HTTP (Hypertext Transfer Protocol)

The protocol used for web APIs.
Many MCP servers generated by Tydli communicate over HTTP with streaming support.

J

JSON (JavaScript Object Notation)

A lightweight data format used for API requests and responses.

JWT (JSON Web Token)

A signed token used for stateless authentication and authorization.
Often used by Tydli’s MCP servers when OAuth is not required.

L

Least Privilege

A security principle ensuring each token or integration only has the permissions required—not more.

Logs / Request Logs

A chronological record of tool calls, responses, errors, and performance metrics.
These enable debugging and monitoring.

M

MCP (Model Context Protocol)

An open protocol that defines how AI systems interact with external tools, APIs, and data sources in a secure, structured way.

MCP Client

A component inside an AI host that understands the MCP protocol and can call tools on an MCP server.

MCP Server

A server that exposes tools, resources, and prompts to AI systems.
Tydli generates and manages MCP servers automatically from your API.

Metadata

Supporting information about tools, resources, or prompts used to help AI hosts understand how to interact with an MCP server.

O

OAuth 2.1

A modern, secure authorization framework used to grant access to AI clients without sharing passwords.
Supported by Tydli for secure MCP deployments.
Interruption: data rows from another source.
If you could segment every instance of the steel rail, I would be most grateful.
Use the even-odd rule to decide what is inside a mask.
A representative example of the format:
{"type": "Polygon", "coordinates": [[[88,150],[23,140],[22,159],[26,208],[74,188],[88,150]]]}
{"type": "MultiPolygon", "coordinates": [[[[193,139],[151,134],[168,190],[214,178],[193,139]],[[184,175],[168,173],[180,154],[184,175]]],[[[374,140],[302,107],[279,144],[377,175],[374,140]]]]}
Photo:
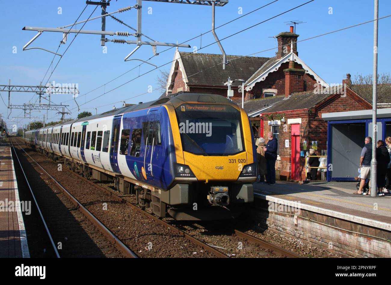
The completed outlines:
{"type": "MultiPolygon", "coordinates": [[[[28,155],[28,154],[27,155],[28,155]]],[[[29,156],[30,156],[29,155],[29,156]]],[[[186,233],[183,231],[182,231],[181,230],[180,230],[179,229],[178,229],[178,228],[174,227],[174,226],[170,224],[169,224],[166,222],[165,222],[161,220],[160,220],[157,217],[156,217],[153,215],[150,214],[147,212],[146,212],[143,210],[142,210],[142,209],[138,207],[135,205],[133,203],[131,203],[129,201],[126,200],[123,198],[119,196],[118,196],[118,195],[117,195],[116,194],[113,193],[110,190],[108,190],[107,189],[106,189],[106,188],[104,188],[104,187],[102,187],[100,185],[99,185],[97,184],[96,183],[94,183],[92,181],[89,180],[88,179],[87,179],[86,178],[84,177],[83,177],[83,176],[79,174],[78,173],[76,173],[76,172],[75,172],[73,171],[72,171],[72,170],[68,169],[68,168],[65,167],[65,169],[66,169],[68,171],[71,172],[71,173],[73,173],[74,175],[77,176],[78,178],[81,178],[83,180],[86,182],[88,182],[88,183],[90,184],[91,185],[93,185],[93,186],[95,186],[96,188],[97,188],[100,190],[104,191],[107,194],[109,194],[111,197],[114,198],[115,199],[117,200],[119,202],[122,202],[122,203],[126,204],[128,206],[130,206],[132,209],[134,209],[135,210],[137,211],[139,213],[142,213],[142,214],[145,215],[146,216],[148,216],[148,217],[152,219],[152,220],[153,220],[156,222],[160,224],[161,225],[163,225],[165,227],[167,227],[169,228],[170,229],[171,229],[174,232],[175,232],[177,234],[178,234],[179,236],[184,237],[186,239],[190,240],[190,241],[195,244],[201,247],[204,249],[207,250],[208,251],[216,255],[216,256],[218,257],[222,257],[222,258],[229,257],[229,256],[223,253],[221,251],[218,251],[215,249],[213,248],[212,247],[208,245],[207,244],[206,244],[203,242],[201,241],[197,238],[195,238],[194,236],[192,236],[190,234],[186,233]]]]}
{"type": "MultiPolygon", "coordinates": [[[[25,173],[24,170],[23,170],[23,168],[22,167],[22,164],[20,162],[20,161],[19,160],[19,158],[18,157],[18,155],[16,154],[16,152],[15,150],[15,147],[14,146],[14,143],[13,142],[12,139],[10,140],[10,141],[11,141],[11,144],[12,145],[12,148],[14,149],[14,152],[15,153],[15,156],[18,159],[18,162],[19,163],[19,165],[20,166],[20,169],[22,171],[22,172],[23,173],[23,175],[26,180],[26,182],[27,183],[27,186],[29,186],[29,189],[30,189],[30,191],[31,193],[31,195],[32,196],[32,198],[34,200],[34,202],[35,203],[35,205],[37,206],[38,212],[39,214],[39,216],[41,216],[41,219],[42,220],[42,222],[43,223],[43,225],[45,227],[45,229],[46,230],[46,233],[47,233],[48,236],[49,237],[49,239],[50,240],[50,244],[52,244],[52,247],[53,247],[53,249],[54,251],[54,253],[56,254],[56,256],[57,256],[57,258],[60,258],[60,254],[58,253],[58,251],[57,250],[57,247],[56,246],[56,244],[54,244],[54,242],[53,240],[53,238],[52,237],[52,235],[50,234],[50,232],[49,231],[49,229],[48,228],[47,225],[46,224],[46,222],[45,221],[45,218],[43,218],[43,216],[42,215],[42,212],[41,211],[41,209],[39,208],[39,206],[38,205],[38,202],[37,202],[37,200],[35,198],[35,196],[34,195],[34,193],[32,192],[32,189],[31,189],[31,187],[30,186],[30,183],[29,183],[29,180],[27,179],[27,177],[26,176],[26,174],[25,173]]],[[[16,143],[18,143],[18,142],[17,142],[16,143]]]]}
{"type": "Polygon", "coordinates": [[[275,253],[289,258],[303,257],[303,256],[299,255],[295,253],[290,251],[278,245],[276,245],[270,242],[268,242],[253,236],[251,236],[245,233],[241,232],[240,231],[235,229],[235,234],[237,236],[247,240],[252,244],[259,245],[262,247],[264,247],[266,249],[271,249],[275,253]]]}
{"type": "Polygon", "coordinates": [[[192,236],[188,234],[187,234],[185,233],[183,231],[179,229],[174,227],[172,225],[168,223],[165,222],[160,219],[158,218],[157,217],[154,216],[153,215],[150,214],[147,212],[146,212],[143,210],[142,210],[140,209],[138,207],[132,203],[129,202],[128,201],[126,200],[126,199],[121,197],[113,192],[111,192],[110,190],[106,189],[104,187],[97,184],[96,183],[95,183],[90,180],[89,180],[85,177],[83,177],[80,174],[72,171],[71,170],[69,169],[67,167],[65,168],[68,171],[70,171],[71,173],[73,173],[74,175],[77,176],[78,178],[81,178],[83,180],[88,182],[88,183],[90,184],[91,185],[93,185],[95,186],[96,188],[101,190],[106,193],[110,195],[110,196],[117,200],[119,202],[122,202],[128,206],[130,206],[132,209],[135,210],[136,211],[139,212],[139,213],[142,213],[143,215],[147,216],[148,218],[149,218],[154,221],[156,222],[157,223],[160,224],[161,225],[164,225],[165,227],[166,227],[169,228],[170,229],[174,231],[174,232],[178,234],[180,236],[182,236],[188,240],[196,244],[197,245],[201,247],[205,250],[207,250],[209,252],[215,255],[217,257],[221,258],[229,258],[229,256],[228,255],[223,253],[221,251],[217,250],[215,248],[212,247],[210,245],[208,245],[208,244],[204,242],[203,242],[199,240],[198,239],[196,238],[195,238],[194,236],[192,236]]]}
{"type": "Polygon", "coordinates": [[[199,245],[199,246],[201,247],[202,247],[204,249],[205,249],[206,250],[207,250],[208,251],[209,251],[209,252],[210,252],[213,253],[213,254],[215,254],[215,255],[216,255],[216,256],[217,256],[218,257],[222,257],[222,258],[229,258],[229,256],[227,256],[227,255],[225,254],[224,254],[221,251],[218,251],[215,248],[213,248],[213,247],[212,247],[210,246],[210,245],[208,245],[206,244],[206,243],[205,243],[204,242],[202,242],[201,240],[199,240],[198,239],[196,238],[195,238],[194,236],[192,236],[190,235],[190,234],[188,234],[186,233],[185,233],[185,232],[184,232],[183,231],[182,231],[181,230],[179,229],[177,227],[174,227],[174,226],[168,223],[167,223],[167,222],[165,222],[164,221],[163,221],[163,220],[160,220],[160,219],[159,219],[158,218],[157,218],[157,217],[154,216],[153,215],[152,215],[151,214],[150,214],[149,213],[148,213],[147,212],[146,212],[145,211],[144,211],[143,210],[142,210],[142,209],[141,209],[139,207],[138,207],[136,205],[135,205],[133,203],[131,203],[131,202],[129,202],[128,201],[127,201],[127,200],[126,200],[126,199],[125,199],[123,198],[122,198],[122,197],[120,197],[119,196],[118,196],[118,195],[117,195],[115,194],[115,193],[113,193],[112,192],[111,192],[110,190],[108,190],[107,189],[106,189],[106,188],[105,188],[104,187],[102,187],[102,186],[100,186],[100,185],[99,185],[97,184],[96,183],[94,183],[92,181],[91,181],[90,180],[89,180],[88,179],[87,179],[85,177],[83,177],[83,176],[82,176],[80,175],[78,173],[76,173],[76,172],[74,172],[72,171],[71,170],[70,170],[70,169],[69,169],[68,168],[67,168],[66,167],[65,168],[67,170],[70,171],[72,173],[73,173],[74,175],[77,175],[78,177],[81,178],[82,179],[83,179],[84,181],[86,181],[87,182],[88,182],[89,183],[90,183],[91,185],[93,185],[94,186],[95,186],[97,188],[99,189],[100,189],[101,190],[104,191],[104,192],[106,192],[108,194],[110,195],[110,196],[111,197],[115,199],[117,199],[118,201],[121,202],[122,203],[124,203],[126,204],[126,205],[128,205],[129,206],[130,206],[131,207],[131,208],[132,209],[133,209],[135,210],[136,210],[136,211],[137,211],[139,212],[139,213],[142,213],[142,214],[145,215],[148,218],[149,218],[152,219],[152,220],[153,220],[154,221],[155,221],[156,222],[157,222],[157,223],[158,223],[159,224],[160,224],[161,225],[164,225],[165,227],[168,227],[170,229],[170,230],[171,230],[172,231],[173,231],[174,232],[176,232],[177,234],[178,234],[179,236],[184,237],[186,239],[187,239],[187,240],[190,240],[190,241],[191,241],[192,242],[195,244],[197,245],[199,245]]]}
{"type": "Polygon", "coordinates": [[[45,173],[45,174],[48,176],[53,181],[53,182],[54,182],[54,183],[63,191],[63,193],[65,194],[68,198],[69,198],[72,202],[77,206],[78,209],[81,212],[84,214],[91,222],[94,224],[100,230],[101,230],[106,236],[106,237],[109,239],[109,240],[114,243],[115,247],[122,253],[124,256],[126,256],[127,257],[138,257],[136,254],[129,249],[128,247],[126,246],[126,245],[117,236],[116,236],[115,234],[112,233],[109,229],[103,224],[102,224],[100,221],[99,221],[99,220],[98,220],[96,217],[95,217],[95,216],[94,216],[90,212],[90,211],[87,210],[87,209],[86,208],[86,207],[84,207],[81,203],[79,202],[79,201],[76,199],[76,198],[73,197],[72,194],[68,192],[68,191],[65,189],[65,188],[63,187],[62,185],[60,184],[60,183],[59,183],[57,180],[54,178],[52,175],[49,174],[48,172],[46,171],[46,170],[45,170],[41,166],[41,165],[38,162],[36,161],[30,155],[27,153],[26,151],[24,150],[23,148],[20,146],[16,140],[15,140],[15,142],[21,148],[22,150],[26,154],[27,154],[27,156],[30,157],[30,158],[31,159],[39,168],[40,168],[45,173]]]}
OpenAPI Specification (OAS)

A structured format (JSON/YAML) for describing REST APIs.
Tydli ingests OpenAPI specs to generate accurate and complete MCP tools.

P

Payload

The body of a request or response containing structured data.

PKCE (Proof Key for Code Exchange)

A security layer for OAuth authorization code flows commonly used by desktop and mobile applications.

Prompt (MCP Prompt)

A reusable, named instruction exposed by an MCP server to guide AI behavior with structured patterns.

R

Rate Limit

A limit on how many requests can be sent in a given time window.
Tydli surfaces rate limits for the underlying API and handles error responses gracefully.

Refresh Token

A longer-lived credential used to obtain new access tokens without re-authentication.

Resource (MCP Resource)

A retrievable entity (like a list of users, tickets, or documents) made available via MCP.

Resource Owner

In OAuth, the entity that owns the data or API being accessed—typically your end user or your system.

S

Scope (OAuth Scope)

A named permission describing what a client is allowed to do (e.g. read:users).
Scopes enforce least privilege.

Secret / Credential

Sensitive authentication material (client secrets, private keys, API keys).
Handled securely by Tydli and never exposed to clients.
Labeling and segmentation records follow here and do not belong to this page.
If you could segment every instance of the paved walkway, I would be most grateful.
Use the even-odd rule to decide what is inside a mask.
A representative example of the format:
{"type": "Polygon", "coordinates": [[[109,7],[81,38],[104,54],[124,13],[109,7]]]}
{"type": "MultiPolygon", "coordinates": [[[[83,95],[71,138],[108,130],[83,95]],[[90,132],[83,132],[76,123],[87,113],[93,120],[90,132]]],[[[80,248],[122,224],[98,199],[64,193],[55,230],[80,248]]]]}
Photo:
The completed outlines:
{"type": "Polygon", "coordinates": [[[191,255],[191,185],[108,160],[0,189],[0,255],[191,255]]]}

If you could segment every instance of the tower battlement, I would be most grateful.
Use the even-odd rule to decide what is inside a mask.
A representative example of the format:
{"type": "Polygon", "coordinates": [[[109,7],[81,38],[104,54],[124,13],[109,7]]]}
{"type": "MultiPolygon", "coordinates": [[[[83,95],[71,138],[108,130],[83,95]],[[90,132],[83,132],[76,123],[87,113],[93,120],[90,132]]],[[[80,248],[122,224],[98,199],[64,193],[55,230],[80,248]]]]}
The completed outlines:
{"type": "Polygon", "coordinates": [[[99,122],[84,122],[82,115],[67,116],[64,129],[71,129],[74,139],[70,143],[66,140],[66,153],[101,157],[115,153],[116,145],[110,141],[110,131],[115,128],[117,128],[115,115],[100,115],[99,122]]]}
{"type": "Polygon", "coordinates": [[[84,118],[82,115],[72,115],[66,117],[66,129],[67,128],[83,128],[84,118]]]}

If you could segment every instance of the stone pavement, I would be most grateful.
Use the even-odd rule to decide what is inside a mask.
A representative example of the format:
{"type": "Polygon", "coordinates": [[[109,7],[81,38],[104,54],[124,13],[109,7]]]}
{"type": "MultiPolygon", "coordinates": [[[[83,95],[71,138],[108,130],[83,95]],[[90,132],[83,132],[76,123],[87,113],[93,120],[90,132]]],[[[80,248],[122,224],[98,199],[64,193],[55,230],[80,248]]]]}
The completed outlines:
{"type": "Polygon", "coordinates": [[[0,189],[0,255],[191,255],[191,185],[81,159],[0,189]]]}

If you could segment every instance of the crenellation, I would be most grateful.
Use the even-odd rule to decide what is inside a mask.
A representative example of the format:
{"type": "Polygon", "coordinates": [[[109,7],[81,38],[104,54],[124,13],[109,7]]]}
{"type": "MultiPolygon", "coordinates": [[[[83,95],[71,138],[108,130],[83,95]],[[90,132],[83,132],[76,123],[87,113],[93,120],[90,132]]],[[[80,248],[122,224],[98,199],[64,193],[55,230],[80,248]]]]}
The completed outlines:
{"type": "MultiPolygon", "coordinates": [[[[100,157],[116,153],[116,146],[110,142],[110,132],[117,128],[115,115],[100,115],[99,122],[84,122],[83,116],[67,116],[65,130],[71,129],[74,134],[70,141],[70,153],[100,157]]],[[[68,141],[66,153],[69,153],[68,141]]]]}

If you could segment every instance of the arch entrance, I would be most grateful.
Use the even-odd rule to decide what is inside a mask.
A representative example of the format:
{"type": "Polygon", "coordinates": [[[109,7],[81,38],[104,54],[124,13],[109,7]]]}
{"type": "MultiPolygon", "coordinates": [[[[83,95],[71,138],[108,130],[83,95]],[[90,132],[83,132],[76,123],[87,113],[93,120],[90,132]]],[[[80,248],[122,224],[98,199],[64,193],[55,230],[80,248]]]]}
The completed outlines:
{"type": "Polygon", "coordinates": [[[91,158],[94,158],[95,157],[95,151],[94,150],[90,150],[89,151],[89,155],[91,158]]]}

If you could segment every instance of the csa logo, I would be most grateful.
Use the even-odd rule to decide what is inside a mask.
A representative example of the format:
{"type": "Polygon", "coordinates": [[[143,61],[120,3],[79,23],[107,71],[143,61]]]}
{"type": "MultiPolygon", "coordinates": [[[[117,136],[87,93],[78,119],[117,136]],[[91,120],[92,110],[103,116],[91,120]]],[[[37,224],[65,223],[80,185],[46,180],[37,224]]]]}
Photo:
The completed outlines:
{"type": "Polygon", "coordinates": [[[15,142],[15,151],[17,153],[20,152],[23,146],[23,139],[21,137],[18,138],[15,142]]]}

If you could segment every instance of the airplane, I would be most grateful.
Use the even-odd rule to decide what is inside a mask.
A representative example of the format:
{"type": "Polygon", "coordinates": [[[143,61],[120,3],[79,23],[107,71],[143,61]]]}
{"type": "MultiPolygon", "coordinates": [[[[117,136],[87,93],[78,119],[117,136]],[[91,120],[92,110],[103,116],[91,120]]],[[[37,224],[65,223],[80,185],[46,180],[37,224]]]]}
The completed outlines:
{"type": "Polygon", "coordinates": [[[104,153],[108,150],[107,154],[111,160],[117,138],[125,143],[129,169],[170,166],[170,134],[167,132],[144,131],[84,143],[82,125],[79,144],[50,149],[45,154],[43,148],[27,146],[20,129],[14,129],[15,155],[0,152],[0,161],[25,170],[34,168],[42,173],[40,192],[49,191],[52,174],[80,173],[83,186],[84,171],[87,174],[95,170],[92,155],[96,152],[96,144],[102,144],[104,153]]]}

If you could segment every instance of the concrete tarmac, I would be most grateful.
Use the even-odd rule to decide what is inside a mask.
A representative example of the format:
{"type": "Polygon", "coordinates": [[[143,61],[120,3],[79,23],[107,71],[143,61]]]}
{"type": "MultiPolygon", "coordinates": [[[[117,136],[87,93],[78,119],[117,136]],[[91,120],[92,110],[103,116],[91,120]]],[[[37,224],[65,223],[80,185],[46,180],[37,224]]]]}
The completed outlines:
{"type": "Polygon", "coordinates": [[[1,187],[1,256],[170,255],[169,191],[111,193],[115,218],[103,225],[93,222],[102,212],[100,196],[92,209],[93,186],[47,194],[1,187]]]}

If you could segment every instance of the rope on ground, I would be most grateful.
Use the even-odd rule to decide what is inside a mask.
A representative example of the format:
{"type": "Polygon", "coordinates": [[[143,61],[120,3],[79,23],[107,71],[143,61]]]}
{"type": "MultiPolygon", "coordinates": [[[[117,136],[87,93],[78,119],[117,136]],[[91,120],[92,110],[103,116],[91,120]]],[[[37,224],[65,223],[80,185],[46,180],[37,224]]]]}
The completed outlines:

Self-Syncing Documentation

A Tydli concept describing documentation that updates automatically as source content changes.
Ensures that help center content, API definitions, and generated MCP surfaces remain aligned.

Server-Sent Events (SSE)

A streaming mechanism used by MCP servers to send incremental results back to AI clients.

Specification Validation

The process of ensuring uploaded or AI-generated specifications are complete and syntactically correct before deployment.

T

Tenant / Workspace / Organization

A logical container in Tydli where users, connectors, deployments, and settings live.
Used for team-based organization and access control.

Tool (MCP Tool)

An executable operation exposed by an MCP server.
Examples: “Create User”, “Fetch Order”, “Generate Report”.

Transport (MCP Transport)

The communication channel between an AI host and MCP server, such as stdio, HTTP, or HTTP+SSE.

U

User

A person who has access to a Tydli workspace.

User Roles

Roles like Owner, Admin, Member, or Viewer that define capabilities inside a workspace.

V

Validation

The automated process of checking correctness in specs, credentials, or configuration before allowing deployment.

Versioning

A method of managing API or configuration changes over time without breaking existing integrations.

W

Webhook

A push-notification mechanism used by APIs to notify clients of events (e.g. “ticket created”).
While not part of core MCP today, webhook behavior is often represented in documentation and can be modeled as resources or events.

Workspace

See Tenant / Workspace / Organization.

Y

YAML

A human-readable format often used to author OpenAPI specifications.